A new study found evidence to support the idea that air pollution may be indirectly linked to bipolar disorder.
It’s no secret that air pollution can affect physical health. But new research indicates it can also take a toll on mental health, including an increase in depression and bipolar disorder.
National Geographic reported that in the U.S., researchers have discovered that countries with poor air quality (according to the Environmental Protection Agency) had a 27% increase in bipolar disorder and a 6% increase in depression cases.

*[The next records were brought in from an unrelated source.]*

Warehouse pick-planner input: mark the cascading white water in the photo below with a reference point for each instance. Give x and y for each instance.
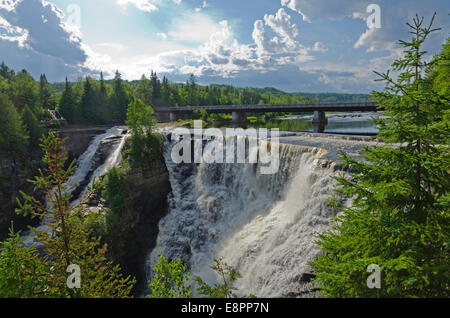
(263, 225)
(84, 170)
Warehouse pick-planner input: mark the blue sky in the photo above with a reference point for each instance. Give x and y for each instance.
(294, 45)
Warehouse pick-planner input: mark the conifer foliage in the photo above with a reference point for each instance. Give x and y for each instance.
(400, 216)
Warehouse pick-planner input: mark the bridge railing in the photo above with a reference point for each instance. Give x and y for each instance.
(274, 108)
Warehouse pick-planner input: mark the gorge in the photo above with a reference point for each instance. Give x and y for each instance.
(265, 226)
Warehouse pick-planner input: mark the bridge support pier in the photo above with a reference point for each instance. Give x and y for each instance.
(319, 121)
(173, 117)
(239, 117)
(162, 117)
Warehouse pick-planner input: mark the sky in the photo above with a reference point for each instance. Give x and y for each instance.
(293, 45)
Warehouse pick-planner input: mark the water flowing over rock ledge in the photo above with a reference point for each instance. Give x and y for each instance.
(263, 225)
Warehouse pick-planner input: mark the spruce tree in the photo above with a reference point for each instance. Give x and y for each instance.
(68, 106)
(13, 134)
(144, 91)
(119, 99)
(34, 128)
(400, 213)
(69, 240)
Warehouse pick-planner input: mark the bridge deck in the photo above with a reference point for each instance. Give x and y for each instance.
(298, 108)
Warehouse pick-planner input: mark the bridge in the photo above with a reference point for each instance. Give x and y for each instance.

The study was led by University of Chicago geneticist Andrey Rzhetsky, who says it’s important to acknowledge that the study doesn’t prove air pollution leads to mental health problems, but does seem to add to a person’s risk. In London, China and South Korea, similar studies have indicated the same outcome.
To come to this conclusion, researchers on Rzhetsky’s team studied data from the U.S. and Denmark. In the U.S., they examined 11 years of health insurance data for 151 million individuals who had claims in four disorders: bipolar disorder, major depression, personality disorder, and schizophrenia. Epilepsy and Parkinson’s were also taken into consideration.
Next, the team studied data on country air, water, and land quality from the Environmental Protection Agency. Specifically, they paid attention to the areas where claims and poor air quality overlapped. In doing so, the strongest connection was found between pollution and bipolar disorder.
Pollution & Bipolar Disorder
The researchers also worked with scientists in Denmark. There, researchers looked at childhood air pollution exposure and connection to similar disorders. They found links between pollution and depression and bipolar disorder as well.
“These findings add to the current evidence from previous studies of a possible link between air pollution and psychiatric disorders,” Ioannis Bakolis, an epidemiologist from King’s College London who was not involved with the study, tells National Geographic.
However, Bakolis adds that too many variables exist to say there is a definitive link.
According to National Geographic, in the past scientists have gained knowledge of air pollution’s effects on the brain through studying rodents and dogs. In 2002 specifically, a study examined pollution from traffic and the impact on feral dogs and concluded that lung, nasal and brain damage were present.
“What happens in the brain is something resembling inflammation,” Rzhetsky said. “It results in symptoms that look like depression [in dogs].”
Rzhetsky notes that it’s important for mental health experts to consider environmental risk factors when it comes to treating patients, and adds that treating such disorders in a clean environment would be “the holy grail.”